Sur l’ensemble des matchs depuis 1904, la proportion de 0-0 est moindre que depuis 2012 : il y en a eu 67 sur 915 (7%). Restent donc 848 rencontres comptant au moins un but.
78% de chances de victoires pour les Bleus quand ils marquent les premiers
Sur ce total, l’équipe de France a ouvert le score 497 fois (59% environ) et son adversaire 351 fois (41%). Donc, une fois mis de côté les 0-0, les Bleus marquent en premier près de six fois sur dix (contre sept fois sur dix sur la période Deschamps). Autant dire que si c’est désormais une habitude, elle est récente (disons depuis une quarantaine d’années).

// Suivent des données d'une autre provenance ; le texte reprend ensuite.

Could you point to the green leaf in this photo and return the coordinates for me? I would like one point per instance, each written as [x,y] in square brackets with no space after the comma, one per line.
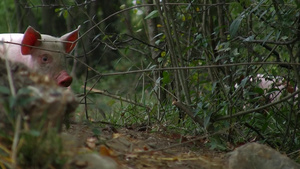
[152,15]
[235,26]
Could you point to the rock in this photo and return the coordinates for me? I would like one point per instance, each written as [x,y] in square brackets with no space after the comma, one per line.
[93,161]
[254,155]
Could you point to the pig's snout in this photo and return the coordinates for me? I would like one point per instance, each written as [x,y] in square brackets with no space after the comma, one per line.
[64,79]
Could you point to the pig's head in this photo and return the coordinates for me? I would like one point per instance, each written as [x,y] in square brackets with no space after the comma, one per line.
[48,53]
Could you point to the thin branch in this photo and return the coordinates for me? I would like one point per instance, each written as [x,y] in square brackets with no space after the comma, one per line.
[116,97]
[259,108]
[196,67]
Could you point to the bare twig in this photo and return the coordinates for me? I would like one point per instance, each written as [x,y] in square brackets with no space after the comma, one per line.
[188,112]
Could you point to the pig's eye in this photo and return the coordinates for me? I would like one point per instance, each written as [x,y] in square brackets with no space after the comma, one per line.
[44,59]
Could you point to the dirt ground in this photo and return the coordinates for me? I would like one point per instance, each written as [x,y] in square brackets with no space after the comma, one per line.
[139,148]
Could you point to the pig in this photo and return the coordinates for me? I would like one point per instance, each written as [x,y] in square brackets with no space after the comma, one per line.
[41,53]
[275,83]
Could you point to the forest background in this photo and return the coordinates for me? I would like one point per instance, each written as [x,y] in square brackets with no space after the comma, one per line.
[184,65]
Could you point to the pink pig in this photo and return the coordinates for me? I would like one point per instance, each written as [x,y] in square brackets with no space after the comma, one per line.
[42,53]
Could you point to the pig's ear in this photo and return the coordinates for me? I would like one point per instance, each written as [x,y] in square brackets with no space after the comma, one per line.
[31,38]
[70,40]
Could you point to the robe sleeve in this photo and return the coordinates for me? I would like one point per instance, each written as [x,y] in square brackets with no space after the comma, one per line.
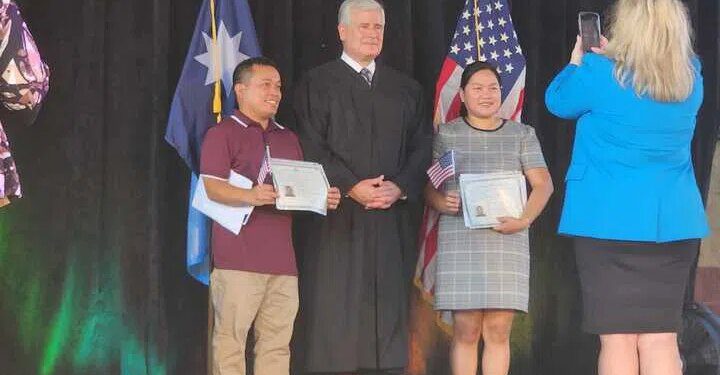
[311,116]
[25,77]
[412,177]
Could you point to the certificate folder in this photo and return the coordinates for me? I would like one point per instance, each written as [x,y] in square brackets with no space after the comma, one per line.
[488,196]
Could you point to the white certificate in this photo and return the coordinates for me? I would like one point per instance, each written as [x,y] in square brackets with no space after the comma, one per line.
[300,185]
[485,197]
[231,217]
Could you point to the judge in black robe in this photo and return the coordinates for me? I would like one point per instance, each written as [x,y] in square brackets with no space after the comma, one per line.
[374,140]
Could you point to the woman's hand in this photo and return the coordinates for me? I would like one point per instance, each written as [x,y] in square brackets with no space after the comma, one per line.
[333,199]
[510,225]
[578,52]
[450,203]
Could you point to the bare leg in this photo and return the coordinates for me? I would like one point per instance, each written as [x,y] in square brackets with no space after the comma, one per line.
[497,325]
[467,330]
[659,354]
[618,354]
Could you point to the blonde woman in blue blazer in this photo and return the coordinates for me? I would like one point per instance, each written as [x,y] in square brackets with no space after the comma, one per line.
[632,202]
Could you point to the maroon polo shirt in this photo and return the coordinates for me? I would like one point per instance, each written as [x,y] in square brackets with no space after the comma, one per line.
[264,244]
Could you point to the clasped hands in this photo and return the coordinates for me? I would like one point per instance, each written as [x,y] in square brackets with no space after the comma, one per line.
[375,193]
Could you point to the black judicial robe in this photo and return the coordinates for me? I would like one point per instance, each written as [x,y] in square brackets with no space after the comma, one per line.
[356,264]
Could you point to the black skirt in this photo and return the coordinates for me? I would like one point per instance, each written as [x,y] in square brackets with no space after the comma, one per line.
[633,287]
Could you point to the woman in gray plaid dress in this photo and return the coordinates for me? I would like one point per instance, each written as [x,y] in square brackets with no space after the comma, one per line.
[483,274]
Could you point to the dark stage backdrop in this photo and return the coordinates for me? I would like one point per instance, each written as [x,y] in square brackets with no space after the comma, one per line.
[92,277]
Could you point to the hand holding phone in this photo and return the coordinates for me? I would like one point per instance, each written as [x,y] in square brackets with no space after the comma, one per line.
[589,27]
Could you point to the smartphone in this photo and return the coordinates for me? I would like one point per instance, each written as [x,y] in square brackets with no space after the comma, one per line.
[589,26]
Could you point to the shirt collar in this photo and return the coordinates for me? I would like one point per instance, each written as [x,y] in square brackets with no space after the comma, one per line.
[356,65]
[244,121]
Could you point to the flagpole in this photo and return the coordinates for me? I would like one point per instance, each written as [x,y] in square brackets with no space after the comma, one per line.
[217,99]
[476,13]
[217,110]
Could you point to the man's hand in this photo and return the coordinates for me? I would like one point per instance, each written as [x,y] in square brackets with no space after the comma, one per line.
[450,205]
[385,196]
[363,191]
[510,225]
[261,195]
[333,199]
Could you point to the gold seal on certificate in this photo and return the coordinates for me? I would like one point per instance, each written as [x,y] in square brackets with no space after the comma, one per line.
[300,185]
[488,196]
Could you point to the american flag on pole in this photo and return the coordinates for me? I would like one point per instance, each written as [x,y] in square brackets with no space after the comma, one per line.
[484,32]
[442,169]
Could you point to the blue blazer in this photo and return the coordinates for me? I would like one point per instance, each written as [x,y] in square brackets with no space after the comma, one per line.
[631,175]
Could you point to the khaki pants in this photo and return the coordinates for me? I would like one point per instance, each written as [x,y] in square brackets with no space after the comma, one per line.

Une fois que l’équipe de France mène 1-0, que se passe-t-il ? Le score en reste là, dans 88 cas. Ou bien les Bleus marquent un deuxième but et mènent alors 2-0, ce qu’ils ont fait 267 fois. Ou alors c’est l’équipe adverse qui égalise, dans 142 cas.
Seulement deux défaites depuis 1904 après avoir mené 2-0
A 2-0, c’est l’assurance quasi-certaine de la victoire : les Bleus n’ont perdu que deux fois dans cette configuration : en mai 1928 contre l’Italie aux JO d’Amsterdam (3-4) et beaucoup plus récemment, contre la Colombie en mars 2018 (2-3). Ils ont aussi fait 8 nuls, dont deux restés célèbres et datant de la même année 1976 : celui en amical contre la Tchécoslovaquie en mars pour les débuts de Platini (2-2) et celui de Sofia contre la Bulgarie en octobre (2-2). Il n’y en a plus eu depuis.

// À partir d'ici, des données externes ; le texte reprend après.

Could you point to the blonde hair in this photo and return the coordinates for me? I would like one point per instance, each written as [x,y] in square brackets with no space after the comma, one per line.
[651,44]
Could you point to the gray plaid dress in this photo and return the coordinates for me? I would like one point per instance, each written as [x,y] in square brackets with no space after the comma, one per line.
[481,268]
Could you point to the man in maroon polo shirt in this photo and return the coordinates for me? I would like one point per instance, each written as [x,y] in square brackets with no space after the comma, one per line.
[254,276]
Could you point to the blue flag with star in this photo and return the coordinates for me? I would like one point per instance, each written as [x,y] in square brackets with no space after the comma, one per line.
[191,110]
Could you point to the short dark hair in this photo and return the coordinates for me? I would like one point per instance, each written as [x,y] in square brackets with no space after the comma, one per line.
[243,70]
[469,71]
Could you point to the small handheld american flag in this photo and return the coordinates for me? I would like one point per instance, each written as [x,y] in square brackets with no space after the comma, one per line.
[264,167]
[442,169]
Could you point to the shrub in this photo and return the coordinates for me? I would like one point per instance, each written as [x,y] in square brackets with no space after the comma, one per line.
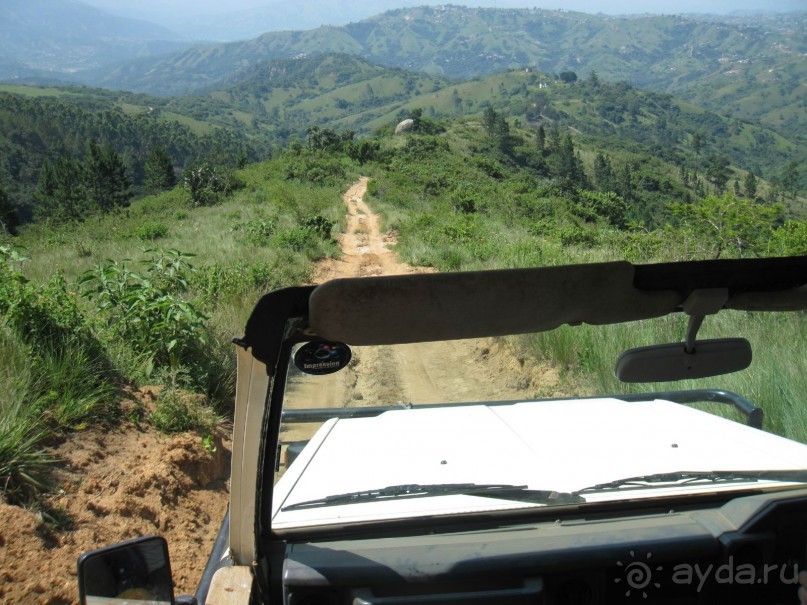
[255,232]
[176,412]
[145,310]
[151,230]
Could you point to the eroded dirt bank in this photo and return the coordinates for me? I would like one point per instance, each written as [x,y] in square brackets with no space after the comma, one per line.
[127,481]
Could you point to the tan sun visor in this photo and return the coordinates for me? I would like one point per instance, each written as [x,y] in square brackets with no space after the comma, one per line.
[446,306]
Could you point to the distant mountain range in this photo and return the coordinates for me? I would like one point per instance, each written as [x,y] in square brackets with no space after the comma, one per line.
[56,38]
[752,68]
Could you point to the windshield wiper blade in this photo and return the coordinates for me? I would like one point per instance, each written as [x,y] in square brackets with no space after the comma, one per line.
[681,478]
[494,490]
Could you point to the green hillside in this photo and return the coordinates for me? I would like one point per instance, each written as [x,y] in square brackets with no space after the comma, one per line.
[84,303]
[750,70]
[275,102]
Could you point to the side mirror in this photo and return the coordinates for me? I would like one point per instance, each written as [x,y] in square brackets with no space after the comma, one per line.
[136,571]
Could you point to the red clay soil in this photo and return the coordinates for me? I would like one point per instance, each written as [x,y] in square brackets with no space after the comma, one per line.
[114,484]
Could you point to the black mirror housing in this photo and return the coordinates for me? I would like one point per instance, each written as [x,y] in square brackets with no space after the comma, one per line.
[135,570]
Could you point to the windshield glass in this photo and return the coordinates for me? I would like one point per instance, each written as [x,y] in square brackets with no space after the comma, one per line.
[483,425]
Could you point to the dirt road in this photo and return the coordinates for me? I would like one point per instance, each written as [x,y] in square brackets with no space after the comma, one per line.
[125,481]
[468,370]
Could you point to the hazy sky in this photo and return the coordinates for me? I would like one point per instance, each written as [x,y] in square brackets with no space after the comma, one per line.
[171,9]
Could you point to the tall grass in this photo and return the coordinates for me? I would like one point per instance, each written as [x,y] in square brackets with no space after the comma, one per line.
[775,381]
[64,357]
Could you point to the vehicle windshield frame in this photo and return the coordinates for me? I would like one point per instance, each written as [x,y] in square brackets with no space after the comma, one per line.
[295,327]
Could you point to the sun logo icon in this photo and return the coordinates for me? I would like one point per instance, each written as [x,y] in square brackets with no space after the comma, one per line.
[638,575]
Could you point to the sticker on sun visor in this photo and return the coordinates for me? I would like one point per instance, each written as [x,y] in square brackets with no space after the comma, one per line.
[322,357]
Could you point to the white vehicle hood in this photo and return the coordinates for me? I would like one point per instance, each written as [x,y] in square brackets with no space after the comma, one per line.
[562,446]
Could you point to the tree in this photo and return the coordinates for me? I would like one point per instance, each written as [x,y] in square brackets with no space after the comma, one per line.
[9,217]
[60,195]
[717,171]
[540,139]
[159,170]
[727,225]
[603,173]
[697,143]
[790,178]
[750,185]
[104,177]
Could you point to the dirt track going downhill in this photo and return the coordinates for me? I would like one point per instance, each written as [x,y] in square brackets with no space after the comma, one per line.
[124,481]
[468,370]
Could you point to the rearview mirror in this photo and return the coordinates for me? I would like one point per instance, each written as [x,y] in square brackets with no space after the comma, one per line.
[137,571]
[669,362]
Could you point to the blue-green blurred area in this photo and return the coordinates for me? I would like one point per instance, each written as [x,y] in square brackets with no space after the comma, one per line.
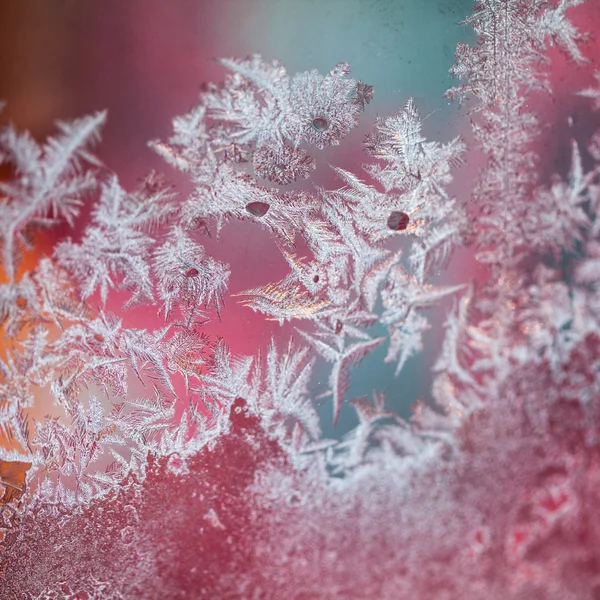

Pour résumer, quand ils marquent en premier, les Bleus doublent la mise dans 54% des cas. Dans 18%, ils s’en tiennent là et gagnent 1-0. Le reste (28% des cas), l’adversaire égalise. Les proportions sont à peu près les mêmes que pour la période récente.
Et quand l’adversaire égalise à 1-1 ? C’est alors très serré. Les Bleus gagnent dans 32% des cas, l’équipe adverse dans 30% et le reste (38%) se termine par un nul. Ici, les chiffres sont très différents de la période récente, où les Bleus ne perdent quasiment jamais après une égalisation adverse [1]. Autrement dit, quand les Bleus marquent les premiers, ils gagnent 390 fois sur 497 (78% des cas), pour 63 nuls (13%) et 44 défaites (9%).
L’adversaire gagne deux fois sur trois quand il ouvre le score
Quand c’est l’adversaire qui ouvre le score, que se passe-t-il ? C’est arrivé 350 fois, et dans 52 cas, le score est resté à 0-1. Et là, surprise, les Bleus ont moins souvent égalisé qu’encaissé un second but (155 fois contre 144). Et à 0-2, c’est perdant dans 86% des cas. L’équipe de France a toutefois arraché 15 nuls (le dernier contre l’Argentine en décembre 2022, 3-3), et, quand même, 6 victoires dont quatre dans une période récente contre la Slovénie en 2000, le Costa Rica en 2005, l’Islande en 2012 et la Belgique en 2021 (3-2 à chaque fois).
Si les Bleus égalisent, ils font mieux que lorsque c’est l’adversaire qui revient à leur hauteur (comme pour la période récente d’ailleurs) : 64 victoires qui sont autant de renversements pour 32 défaites et 48 nuls. Si on se souvient de ceux de l’Euro 2000 (Portugal et Italie), celui contre le Paraguay en 1958 n’est pas mal non plus : les Bleus y sont menés 0-1 puis 2-3 et l’emportent 7-3 dans un feu d’artifice offensif.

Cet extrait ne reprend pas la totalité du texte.